UPDATE: Members of the Milwaukee Common Council have issued a joint statement on the resignations:
“Today’s news that Fire and Police Commission (FPC) Chairman Ed Fallone and Vice Chairwoman Amanda Avalos will be resigning effective 12:01 a.m. Friday cannot be interpreted as anything other than a monumental loss for the City of Milwaukee.
Since joining the body, Chairman Fallone and Vice Chairwoman Avalos have helped oversee a period of stability for the FPC. We want to thank them for their service to our community and wish them the best moving forward.
As has been stated time and time again, Wisconsin Act 12 included a number of outrageous provisions aimed specifically at the City of Milwaukee. Among them was removing the FPC’s authority to set policies for the police and fire departments, and transferring that responsibility to each department’s chief. This overreaching provision greatly diluted an important oversight responsibility held by the FPC, and is already causing talented, thoughtful individuals to leave their posts, in the end hurting the citizens of Milwaukee the most.
We on the Common Council have opposed these State-mandated provisions at every turn, and will continue to do what we can to right these wrongs.”
The statement was issued by Alders JoCasta Zamarripa, Mark Chambers, Jonathan Brostoff, Robert Bauman, Lamont Westmoreland, Mark Borkowski, José Pérez, Scott Spiker, and Marina Dimitrijevic
MILWAUKEE – Both Milwaukee Fire and Police Commission Chair Ed Fallone and Vice Chair Amanda Avalos have resigned from their board positions in protest of a condition of the city of Milwaukee’s approval of the 2023 shared revenue plan that would remove power from the FPC.
The resignations are set to take effect at 12:01am Friday morning.

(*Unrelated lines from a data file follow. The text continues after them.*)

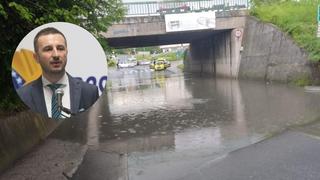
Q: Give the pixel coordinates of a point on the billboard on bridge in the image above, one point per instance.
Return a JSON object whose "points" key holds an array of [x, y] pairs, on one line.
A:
{"points": [[190, 21]]}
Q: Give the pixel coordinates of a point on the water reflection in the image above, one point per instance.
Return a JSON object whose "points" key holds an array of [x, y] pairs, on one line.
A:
{"points": [[166, 125]]}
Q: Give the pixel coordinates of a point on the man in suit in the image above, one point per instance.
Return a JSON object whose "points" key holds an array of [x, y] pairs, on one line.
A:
{"points": [[50, 46]]}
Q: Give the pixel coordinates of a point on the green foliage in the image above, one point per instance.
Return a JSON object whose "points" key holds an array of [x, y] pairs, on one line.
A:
{"points": [[297, 18], [20, 17], [140, 57]]}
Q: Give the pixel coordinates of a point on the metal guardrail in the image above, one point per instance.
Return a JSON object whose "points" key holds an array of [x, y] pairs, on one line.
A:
{"points": [[182, 6]]}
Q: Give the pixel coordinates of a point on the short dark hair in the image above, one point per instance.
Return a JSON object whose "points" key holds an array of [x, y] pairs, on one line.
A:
{"points": [[46, 31]]}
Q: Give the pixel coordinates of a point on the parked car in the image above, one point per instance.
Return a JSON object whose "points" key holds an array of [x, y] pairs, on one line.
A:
{"points": [[133, 61], [159, 65], [166, 63], [144, 62], [125, 64]]}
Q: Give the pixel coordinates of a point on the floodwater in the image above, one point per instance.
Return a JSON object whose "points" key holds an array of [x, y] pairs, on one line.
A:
{"points": [[165, 124]]}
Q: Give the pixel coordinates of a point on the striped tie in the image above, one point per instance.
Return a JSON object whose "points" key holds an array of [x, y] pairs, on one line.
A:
{"points": [[55, 113]]}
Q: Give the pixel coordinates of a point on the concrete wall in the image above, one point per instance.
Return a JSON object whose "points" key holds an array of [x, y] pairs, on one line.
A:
{"points": [[19, 133], [155, 25], [218, 55], [270, 55]]}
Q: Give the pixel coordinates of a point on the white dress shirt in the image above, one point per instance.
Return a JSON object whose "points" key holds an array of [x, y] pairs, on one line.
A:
{"points": [[48, 94]]}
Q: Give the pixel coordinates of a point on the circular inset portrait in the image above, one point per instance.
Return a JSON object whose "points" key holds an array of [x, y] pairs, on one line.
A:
{"points": [[59, 70]]}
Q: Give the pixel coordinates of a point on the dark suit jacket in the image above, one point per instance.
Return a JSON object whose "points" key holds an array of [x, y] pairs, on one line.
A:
{"points": [[82, 95]]}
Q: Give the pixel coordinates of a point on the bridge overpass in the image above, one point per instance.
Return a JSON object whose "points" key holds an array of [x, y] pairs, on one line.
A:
{"points": [[213, 50]]}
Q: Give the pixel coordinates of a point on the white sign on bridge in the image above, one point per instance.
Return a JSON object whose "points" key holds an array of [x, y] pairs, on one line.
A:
{"points": [[190, 21]]}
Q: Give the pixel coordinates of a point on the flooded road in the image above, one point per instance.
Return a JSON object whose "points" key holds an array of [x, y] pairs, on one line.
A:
{"points": [[166, 125]]}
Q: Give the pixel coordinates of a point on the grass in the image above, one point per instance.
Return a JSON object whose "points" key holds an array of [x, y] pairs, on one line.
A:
{"points": [[297, 18]]}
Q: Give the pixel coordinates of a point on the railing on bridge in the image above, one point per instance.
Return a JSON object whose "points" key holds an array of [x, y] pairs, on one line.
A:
{"points": [[181, 6]]}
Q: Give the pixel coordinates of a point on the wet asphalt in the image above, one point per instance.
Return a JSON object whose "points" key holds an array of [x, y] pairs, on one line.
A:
{"points": [[173, 125]]}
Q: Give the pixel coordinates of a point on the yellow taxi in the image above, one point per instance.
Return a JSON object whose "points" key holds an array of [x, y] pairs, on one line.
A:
{"points": [[159, 65]]}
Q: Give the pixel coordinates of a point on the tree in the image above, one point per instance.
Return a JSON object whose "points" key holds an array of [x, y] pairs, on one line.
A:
{"points": [[19, 18]]}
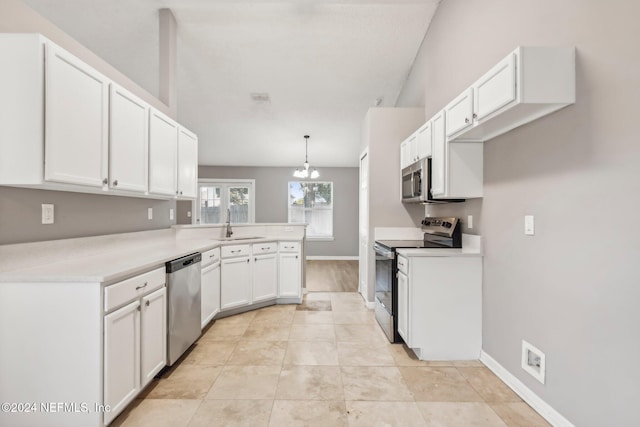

In a written statement, Fallone and Avalos stated the decision was not an easy one, but necessary to ensure nobody would consider them in favor of a provision that gives more authority to the Chief of Milwaukee Police and takes it away from the Milwaukee Fire and Police Commission.
“We feel that, by continuing to serve on the Milwaukee Fire and Police Commission, our continued service might be construed as an indication that we accept the substantial restrictions on FPC authority contained in the recently enacted Act 12” the statement read. “We do not accept these changes to the authority of the Milwaukee Fire and Police Commission.”
The FPC provision is one of many that local leaders have taken issue with in the proposal that allowed the city to create a two percent sales tax. Some, like District Four Alderman Bob Bauman, have indicated that the provisions could provide cause for litigation against state legislators.